Since $B$ is a vector, $\nabla B$ is a tensor or something like that, but I have never learned about tensors so I'm stuck here...
Thanks for any help in advance!
On
$$[(A\cdot\nabla)B]_i=A_j\frac{\partial}{\partial x_j}(B_i)\\\nabla B=\left(\begin{matrix}\nabla B_1\\\nabla B_2\\\nabla B_3\end{matrix}\right) \implies[A\cdot\nabla B]_i=A_j\frac{\partial}{\partial x_i} (B_j)$$ So the two expressions are different.
On
It's best to avoid the expression $A \cdot \nabla B$ where $A$ and $B$ are vector fields.
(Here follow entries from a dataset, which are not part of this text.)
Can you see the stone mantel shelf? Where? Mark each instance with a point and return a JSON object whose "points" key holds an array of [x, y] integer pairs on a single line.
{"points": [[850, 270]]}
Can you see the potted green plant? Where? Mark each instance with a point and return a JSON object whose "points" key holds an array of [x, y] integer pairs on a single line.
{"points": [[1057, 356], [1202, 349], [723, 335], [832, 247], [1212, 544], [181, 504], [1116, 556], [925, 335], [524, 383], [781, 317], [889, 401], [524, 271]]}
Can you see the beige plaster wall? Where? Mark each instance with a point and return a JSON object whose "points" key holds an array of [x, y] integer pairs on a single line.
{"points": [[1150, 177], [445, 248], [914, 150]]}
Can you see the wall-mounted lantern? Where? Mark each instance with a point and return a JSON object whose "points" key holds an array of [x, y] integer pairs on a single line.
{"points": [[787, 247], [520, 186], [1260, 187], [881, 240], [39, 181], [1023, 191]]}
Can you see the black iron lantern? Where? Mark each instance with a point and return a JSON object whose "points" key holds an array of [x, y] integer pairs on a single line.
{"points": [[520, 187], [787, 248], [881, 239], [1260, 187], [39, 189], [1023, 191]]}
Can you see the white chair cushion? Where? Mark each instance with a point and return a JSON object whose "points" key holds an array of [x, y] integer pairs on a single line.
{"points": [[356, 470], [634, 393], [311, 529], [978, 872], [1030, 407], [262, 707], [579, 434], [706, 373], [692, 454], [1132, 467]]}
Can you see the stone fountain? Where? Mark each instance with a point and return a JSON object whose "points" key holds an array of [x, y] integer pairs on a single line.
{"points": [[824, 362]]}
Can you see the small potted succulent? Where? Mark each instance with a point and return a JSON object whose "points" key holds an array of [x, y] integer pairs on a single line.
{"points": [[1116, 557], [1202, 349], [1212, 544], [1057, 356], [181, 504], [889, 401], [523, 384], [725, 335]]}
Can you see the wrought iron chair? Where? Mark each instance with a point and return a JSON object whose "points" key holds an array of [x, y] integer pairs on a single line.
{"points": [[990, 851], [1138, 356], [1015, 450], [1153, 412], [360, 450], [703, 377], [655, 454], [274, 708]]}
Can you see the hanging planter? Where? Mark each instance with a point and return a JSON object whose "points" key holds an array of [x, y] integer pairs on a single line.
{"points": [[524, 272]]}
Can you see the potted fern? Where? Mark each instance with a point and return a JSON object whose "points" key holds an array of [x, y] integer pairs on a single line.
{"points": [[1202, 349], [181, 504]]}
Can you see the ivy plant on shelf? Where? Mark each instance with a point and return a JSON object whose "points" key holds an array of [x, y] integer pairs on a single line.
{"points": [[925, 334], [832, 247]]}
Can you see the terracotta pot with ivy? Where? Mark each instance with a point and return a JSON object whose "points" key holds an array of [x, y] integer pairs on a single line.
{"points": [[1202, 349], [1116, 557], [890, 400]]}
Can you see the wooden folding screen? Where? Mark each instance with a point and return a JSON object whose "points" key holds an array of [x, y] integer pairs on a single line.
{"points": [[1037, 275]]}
It's unclear whether it means that $(A \cdot \nabla B)_i = \sum_j A_j \, \partial_j B$ or $(A \cdot \nabla B)_i = \sum_j A_j \, \partial_i B_j$.
Because of similarity with $(A \cdot \nabla) B,$ which is well-defined, you expect the first interpretation of $A \cdot \nabla B.$ But using the other interpretation you can write $\nabla (A \cdot B) = \nabla A \cdot B + A \cdot \nabla B$ if you also define $(\nabla A \cdot B)_i = \sum_j \partial_i A_j \, B_j.$
The $i^{\text{th}}$ component of $A \cdot \nabla B$ is $$\sum_{j=1}^3 A_j \dfrac{\partial B_j}{\partial x_i}$$ whereas the $i^{\text{th}}$ component of $(A \cdot \nabla)B$ is $$\sum_{j=1}^3 A_j \dfrac{\partial B_i}{\partial x_j}$$
In summation convention (but ignoring co-/contra-variance), this is to say that $$(A \cdot \nabla B)_i = A_j\partial_iB_j \quad \text{and} \quad ((A \cdot \nabla)B)_i = A_j\partial_jB_i$$
Here's a derivation of your identity: $$\begin{align*} (A \times (\nabla \times B))_i &= \varepsilon_{ijk} A_j (\nabla \times B)_k \\ &= \varepsilon_{ijk} A_j \varepsilon_{kmn} \partial_mB_n \\ &= \varepsilon_{kij} \varepsilon_{kmn} A_j \partial_m B_n \\ &= (\delta_{im}\delta_{jn} - \delta_{in}\delta_{jm})A_j \partial_m B_n \\ &= A_j\partial_iB_j - A_j\partial_jB_i \\ &= (A \cdot \nabla B - (A \cdot \nabla)B)_i \end{align*}$$